2.Synthesise, don’t summarise
Draw your main points together to show how they combine to support the thesis, rather than listing them one by one. Synthesis explains what the argument adds up to; a flat summary just repeats what the reader has already read.
3.State the significance
Answer the “so what?” question: why does the argument matter? Point to its implications, applications or consequences — for the field, for practice, or for the wider issue — to give the reader a reason the paper was worth reading.
4.Look outward or forward
Where appropriate, widen the view: note limitations, suggest directions for further research, or connect the topic to a larger context. This reverses the introduction’s funnel, moving from your specific claim back out to the bigger picture.

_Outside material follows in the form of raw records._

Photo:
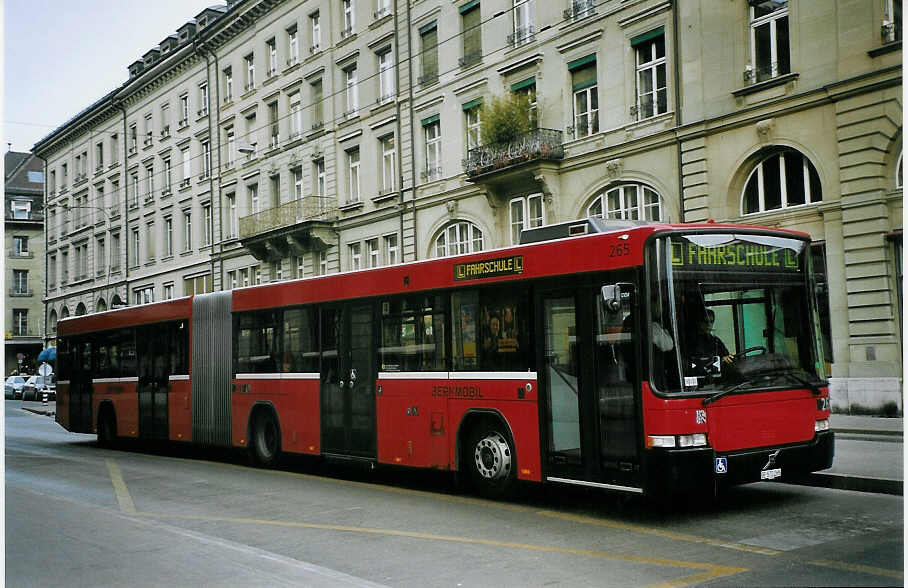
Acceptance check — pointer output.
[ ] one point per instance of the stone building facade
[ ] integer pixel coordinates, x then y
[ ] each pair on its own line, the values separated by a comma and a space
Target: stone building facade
23, 220
269, 140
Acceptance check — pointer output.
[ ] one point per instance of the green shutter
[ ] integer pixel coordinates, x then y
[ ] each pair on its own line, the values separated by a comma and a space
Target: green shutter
639, 39
578, 63
430, 53
583, 77
469, 6
472, 33
524, 84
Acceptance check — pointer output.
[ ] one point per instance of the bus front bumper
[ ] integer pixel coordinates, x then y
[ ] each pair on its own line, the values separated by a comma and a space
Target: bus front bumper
674, 471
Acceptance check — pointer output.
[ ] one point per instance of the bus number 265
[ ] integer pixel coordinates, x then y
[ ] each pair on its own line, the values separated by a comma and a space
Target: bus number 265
619, 250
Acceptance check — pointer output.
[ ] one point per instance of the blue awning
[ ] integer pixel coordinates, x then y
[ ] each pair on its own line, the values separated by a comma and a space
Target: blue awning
49, 354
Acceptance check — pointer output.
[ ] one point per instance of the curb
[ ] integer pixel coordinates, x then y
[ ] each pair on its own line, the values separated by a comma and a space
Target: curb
39, 411
846, 482
868, 432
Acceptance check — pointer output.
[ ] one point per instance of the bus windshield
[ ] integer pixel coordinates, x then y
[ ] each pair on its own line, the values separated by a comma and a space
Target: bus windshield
732, 312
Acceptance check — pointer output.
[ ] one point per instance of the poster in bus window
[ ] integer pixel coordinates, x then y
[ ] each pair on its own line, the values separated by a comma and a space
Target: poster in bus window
468, 333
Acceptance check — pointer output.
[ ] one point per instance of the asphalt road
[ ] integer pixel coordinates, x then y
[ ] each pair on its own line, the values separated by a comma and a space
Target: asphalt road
78, 515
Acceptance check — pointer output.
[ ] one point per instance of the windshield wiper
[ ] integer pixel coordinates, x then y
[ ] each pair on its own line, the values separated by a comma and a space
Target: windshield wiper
804, 382
718, 395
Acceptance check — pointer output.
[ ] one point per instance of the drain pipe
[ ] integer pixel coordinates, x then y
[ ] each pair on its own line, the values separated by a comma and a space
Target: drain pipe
44, 222
400, 171
677, 73
200, 48
412, 147
125, 214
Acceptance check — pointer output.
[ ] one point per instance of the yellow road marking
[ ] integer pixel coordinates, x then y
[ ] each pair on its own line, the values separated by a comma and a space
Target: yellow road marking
712, 570
608, 523
122, 492
657, 532
858, 568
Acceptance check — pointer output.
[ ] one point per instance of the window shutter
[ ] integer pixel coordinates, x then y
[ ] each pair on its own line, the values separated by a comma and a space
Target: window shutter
584, 76
523, 85
472, 37
430, 51
469, 6
640, 39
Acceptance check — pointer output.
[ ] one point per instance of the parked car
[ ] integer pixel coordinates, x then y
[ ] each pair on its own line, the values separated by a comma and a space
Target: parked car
12, 388
36, 386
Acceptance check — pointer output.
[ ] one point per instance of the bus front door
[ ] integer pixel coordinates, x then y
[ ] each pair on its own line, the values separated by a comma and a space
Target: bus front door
153, 354
587, 384
348, 381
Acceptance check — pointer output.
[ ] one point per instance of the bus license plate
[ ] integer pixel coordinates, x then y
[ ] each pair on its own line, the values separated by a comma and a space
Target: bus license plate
770, 474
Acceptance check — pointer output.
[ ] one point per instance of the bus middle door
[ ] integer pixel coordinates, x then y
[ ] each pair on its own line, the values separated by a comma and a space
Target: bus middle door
348, 377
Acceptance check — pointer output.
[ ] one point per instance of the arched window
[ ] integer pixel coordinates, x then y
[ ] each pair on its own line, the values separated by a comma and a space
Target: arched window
457, 238
784, 178
898, 173
627, 202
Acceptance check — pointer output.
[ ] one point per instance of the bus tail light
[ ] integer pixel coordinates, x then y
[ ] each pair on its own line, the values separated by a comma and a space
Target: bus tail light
693, 440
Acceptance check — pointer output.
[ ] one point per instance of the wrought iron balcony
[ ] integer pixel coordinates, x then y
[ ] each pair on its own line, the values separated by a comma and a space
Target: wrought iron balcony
470, 59
580, 9
293, 228
307, 208
535, 145
521, 36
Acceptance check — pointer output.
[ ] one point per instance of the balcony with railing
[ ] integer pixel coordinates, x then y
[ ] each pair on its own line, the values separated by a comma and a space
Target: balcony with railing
578, 9
23, 331
529, 162
537, 145
293, 228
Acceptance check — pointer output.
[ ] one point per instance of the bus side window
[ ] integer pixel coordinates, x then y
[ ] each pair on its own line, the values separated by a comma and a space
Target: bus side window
300, 345
413, 335
504, 330
465, 320
128, 364
258, 338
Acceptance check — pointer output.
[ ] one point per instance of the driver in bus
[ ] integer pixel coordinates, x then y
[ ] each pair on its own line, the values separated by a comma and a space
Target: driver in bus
704, 343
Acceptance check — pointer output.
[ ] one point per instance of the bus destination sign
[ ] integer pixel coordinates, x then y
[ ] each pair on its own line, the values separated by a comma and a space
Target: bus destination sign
736, 255
490, 268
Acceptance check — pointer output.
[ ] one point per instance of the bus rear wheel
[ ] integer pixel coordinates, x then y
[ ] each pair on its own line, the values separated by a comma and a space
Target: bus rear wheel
491, 461
265, 439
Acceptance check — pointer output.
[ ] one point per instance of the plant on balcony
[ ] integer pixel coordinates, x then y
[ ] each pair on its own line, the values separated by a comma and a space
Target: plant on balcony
504, 118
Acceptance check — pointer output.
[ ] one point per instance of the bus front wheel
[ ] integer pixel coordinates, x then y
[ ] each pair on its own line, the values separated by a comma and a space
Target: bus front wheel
491, 460
265, 439
107, 429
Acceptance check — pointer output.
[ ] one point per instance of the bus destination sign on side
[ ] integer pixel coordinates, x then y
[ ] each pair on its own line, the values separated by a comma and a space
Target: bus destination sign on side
490, 268
734, 256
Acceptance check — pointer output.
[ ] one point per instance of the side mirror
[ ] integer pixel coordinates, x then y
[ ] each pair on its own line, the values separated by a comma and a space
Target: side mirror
614, 295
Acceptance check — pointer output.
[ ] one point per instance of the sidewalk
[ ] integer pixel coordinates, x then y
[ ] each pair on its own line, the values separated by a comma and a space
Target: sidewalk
869, 456
868, 453
864, 425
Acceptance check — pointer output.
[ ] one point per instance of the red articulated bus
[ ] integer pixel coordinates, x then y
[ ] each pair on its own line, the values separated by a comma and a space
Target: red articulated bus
647, 358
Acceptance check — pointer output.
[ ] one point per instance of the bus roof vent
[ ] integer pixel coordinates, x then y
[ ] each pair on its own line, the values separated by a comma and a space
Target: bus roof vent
576, 228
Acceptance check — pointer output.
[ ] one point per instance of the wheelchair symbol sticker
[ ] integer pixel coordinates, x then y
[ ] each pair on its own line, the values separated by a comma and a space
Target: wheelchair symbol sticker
721, 465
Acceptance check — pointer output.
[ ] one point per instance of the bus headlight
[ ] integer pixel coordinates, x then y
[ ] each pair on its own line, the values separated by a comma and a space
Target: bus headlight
693, 440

5.Close cleanly without new material
End on a clear, resonant final sentence and resist adding new evidence, arguments or sources. Anything that needs support belongs in the body; the conclusion’s job is to consolidate, not to open a new line of thought.
What to avoid in a conclusion
Several habits weaken conclusions. The most damaging is introducing new evidence or a fresh argument: anything that needs support belongs in the body, and a new point raised at the end leaves the reader unsatisfied. Avoid signposting phrases such as “In conclusion” when the placement already makes the role obvious, and avoid simply restating the introduction word for word, which adds nothing. Equally, do not undercut your argument with apologetic hedging (“This is only my opinion and may be wrong”), and do not raise a doubt you cannot resolve. A good conclusion is confident, consolidating and brief — it earns its authority from the argument that precedes it.
Common questions
FAQ
Should a conclusion include new information?+
No. A conclusion should not introduce new evidence, arguments or sources. Its purpose is to consolidate what the paper has already established — restating the thesis, synthesising the main points and drawing out implications. Anything that requires support or explanation belongs in the body, where it can be developed properly.

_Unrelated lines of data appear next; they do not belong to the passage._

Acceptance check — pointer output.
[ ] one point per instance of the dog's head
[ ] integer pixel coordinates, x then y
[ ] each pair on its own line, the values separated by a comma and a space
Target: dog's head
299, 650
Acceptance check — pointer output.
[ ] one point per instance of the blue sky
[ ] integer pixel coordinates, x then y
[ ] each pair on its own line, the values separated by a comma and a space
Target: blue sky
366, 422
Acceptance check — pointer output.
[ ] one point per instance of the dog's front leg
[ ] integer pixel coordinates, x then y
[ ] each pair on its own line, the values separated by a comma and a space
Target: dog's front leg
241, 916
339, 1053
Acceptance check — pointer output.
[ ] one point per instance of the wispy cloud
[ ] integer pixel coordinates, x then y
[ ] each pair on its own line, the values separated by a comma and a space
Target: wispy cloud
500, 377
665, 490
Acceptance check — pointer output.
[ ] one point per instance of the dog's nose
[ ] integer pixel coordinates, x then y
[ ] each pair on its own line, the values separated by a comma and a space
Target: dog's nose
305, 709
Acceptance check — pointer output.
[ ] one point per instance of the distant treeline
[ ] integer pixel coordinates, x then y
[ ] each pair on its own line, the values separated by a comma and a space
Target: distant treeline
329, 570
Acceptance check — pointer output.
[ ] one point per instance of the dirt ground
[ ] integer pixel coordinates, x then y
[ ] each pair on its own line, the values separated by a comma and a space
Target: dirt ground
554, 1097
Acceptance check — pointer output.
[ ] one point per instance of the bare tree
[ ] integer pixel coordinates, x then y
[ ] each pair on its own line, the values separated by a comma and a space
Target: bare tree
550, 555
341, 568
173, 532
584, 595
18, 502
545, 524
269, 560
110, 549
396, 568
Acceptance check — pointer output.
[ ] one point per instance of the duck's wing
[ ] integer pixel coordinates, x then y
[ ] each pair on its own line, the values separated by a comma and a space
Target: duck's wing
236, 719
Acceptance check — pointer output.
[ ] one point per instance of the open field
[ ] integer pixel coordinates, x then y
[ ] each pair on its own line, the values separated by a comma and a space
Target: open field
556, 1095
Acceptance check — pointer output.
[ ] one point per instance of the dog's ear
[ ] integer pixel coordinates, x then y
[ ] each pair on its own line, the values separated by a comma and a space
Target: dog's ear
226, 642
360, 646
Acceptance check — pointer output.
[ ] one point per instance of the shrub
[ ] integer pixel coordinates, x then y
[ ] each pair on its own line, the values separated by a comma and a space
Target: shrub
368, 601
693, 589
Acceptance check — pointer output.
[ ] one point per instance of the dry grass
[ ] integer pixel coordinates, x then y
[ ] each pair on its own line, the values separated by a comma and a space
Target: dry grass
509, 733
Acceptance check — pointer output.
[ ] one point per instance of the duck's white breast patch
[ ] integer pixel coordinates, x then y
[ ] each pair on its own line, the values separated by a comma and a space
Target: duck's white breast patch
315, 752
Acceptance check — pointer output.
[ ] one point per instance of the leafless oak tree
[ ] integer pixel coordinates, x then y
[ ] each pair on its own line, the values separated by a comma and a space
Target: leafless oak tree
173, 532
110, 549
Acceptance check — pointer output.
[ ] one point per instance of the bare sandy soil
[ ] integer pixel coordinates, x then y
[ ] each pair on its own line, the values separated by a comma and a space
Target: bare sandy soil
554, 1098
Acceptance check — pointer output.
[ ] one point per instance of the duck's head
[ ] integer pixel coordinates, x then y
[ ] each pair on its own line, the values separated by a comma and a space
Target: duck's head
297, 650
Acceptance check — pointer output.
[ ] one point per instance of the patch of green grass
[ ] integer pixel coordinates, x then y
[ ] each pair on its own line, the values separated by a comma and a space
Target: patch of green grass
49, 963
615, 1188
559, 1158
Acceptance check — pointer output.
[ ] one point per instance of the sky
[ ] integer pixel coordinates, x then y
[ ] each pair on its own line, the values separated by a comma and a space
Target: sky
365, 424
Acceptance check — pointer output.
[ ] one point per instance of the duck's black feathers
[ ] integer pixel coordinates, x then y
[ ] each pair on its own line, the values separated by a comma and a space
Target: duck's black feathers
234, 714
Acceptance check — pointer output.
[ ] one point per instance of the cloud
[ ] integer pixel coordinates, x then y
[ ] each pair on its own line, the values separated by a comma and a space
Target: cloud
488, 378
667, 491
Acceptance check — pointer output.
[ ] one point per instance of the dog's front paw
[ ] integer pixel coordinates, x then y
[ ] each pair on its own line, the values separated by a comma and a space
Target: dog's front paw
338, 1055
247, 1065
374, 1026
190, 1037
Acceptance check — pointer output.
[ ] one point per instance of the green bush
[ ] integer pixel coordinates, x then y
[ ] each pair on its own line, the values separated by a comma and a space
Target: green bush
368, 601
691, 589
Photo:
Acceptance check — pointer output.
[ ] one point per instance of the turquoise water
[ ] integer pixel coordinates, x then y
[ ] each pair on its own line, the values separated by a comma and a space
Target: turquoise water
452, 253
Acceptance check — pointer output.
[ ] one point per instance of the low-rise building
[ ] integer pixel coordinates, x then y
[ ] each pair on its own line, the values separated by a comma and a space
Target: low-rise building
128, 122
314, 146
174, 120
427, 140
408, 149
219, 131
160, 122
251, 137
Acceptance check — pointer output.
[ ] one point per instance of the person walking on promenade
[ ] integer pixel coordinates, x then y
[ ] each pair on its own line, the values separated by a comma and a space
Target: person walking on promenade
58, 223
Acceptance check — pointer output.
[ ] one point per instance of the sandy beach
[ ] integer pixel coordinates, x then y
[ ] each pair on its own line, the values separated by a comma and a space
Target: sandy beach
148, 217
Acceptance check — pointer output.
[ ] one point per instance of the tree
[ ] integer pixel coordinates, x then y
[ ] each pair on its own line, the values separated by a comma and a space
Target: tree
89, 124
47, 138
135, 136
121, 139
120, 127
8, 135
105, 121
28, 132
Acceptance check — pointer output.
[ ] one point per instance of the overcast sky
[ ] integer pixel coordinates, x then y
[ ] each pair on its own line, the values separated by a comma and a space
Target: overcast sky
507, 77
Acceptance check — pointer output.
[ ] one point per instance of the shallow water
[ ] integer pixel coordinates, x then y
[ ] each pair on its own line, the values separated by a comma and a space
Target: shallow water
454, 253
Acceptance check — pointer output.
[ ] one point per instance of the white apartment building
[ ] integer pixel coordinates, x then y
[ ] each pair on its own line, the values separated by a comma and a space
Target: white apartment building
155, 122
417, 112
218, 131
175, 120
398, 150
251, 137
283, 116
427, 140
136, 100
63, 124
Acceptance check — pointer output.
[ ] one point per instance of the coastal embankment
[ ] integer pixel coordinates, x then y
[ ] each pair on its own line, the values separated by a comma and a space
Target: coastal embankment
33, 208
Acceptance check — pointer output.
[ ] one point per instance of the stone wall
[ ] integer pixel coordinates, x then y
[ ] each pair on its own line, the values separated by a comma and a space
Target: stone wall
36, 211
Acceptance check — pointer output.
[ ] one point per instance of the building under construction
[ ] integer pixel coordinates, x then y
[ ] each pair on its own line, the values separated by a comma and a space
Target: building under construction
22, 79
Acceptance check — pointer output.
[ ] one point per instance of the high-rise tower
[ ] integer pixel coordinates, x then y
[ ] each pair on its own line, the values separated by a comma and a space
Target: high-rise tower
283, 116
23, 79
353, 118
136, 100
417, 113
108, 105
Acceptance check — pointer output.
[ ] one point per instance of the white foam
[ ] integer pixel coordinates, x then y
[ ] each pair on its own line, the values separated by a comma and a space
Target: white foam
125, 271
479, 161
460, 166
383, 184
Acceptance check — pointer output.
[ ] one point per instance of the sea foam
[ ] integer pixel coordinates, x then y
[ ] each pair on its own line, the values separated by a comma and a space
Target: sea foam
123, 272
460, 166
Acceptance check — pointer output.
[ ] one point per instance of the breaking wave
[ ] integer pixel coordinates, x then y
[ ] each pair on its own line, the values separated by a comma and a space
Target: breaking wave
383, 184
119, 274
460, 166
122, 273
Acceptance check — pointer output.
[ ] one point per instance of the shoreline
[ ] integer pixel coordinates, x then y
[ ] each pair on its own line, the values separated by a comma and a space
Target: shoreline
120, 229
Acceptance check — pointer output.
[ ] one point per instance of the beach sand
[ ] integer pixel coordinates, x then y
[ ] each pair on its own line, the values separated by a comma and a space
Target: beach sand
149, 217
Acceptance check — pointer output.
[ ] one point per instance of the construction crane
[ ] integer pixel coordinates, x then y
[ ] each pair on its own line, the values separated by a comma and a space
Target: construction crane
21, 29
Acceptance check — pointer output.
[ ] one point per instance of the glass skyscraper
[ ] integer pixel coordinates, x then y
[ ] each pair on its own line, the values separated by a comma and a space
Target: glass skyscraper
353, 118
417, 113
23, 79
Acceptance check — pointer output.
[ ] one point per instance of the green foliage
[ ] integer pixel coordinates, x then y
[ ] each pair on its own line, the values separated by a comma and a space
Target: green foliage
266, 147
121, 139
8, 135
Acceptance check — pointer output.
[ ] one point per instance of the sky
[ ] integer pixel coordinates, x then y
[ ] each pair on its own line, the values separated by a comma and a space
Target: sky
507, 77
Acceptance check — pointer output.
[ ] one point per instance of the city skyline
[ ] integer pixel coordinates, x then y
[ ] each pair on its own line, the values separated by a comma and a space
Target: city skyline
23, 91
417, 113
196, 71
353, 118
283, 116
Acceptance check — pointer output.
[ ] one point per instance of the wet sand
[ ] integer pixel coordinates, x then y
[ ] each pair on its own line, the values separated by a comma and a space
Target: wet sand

How is a conclusion different from a summary?+
A summary simply restates the main points; a conclusion synthesises them, showing how they combine to support the thesis and what that means. A conclusion goes further than a summary by addressing significance — the “so what?” — and often by pointing to implications or further questions, whereas a summary stops at recapping content.
How long should a conclusion be?+
Keep it proportionate to the paper. A short essay usually needs a single conclusion paragraph; a longer research paper or dissertation may use a conclusion section with several paragraphs, sometimes separating findings, implications and future research. In all cases it should be tighter than the body — consolidating, not re-arguing, the work.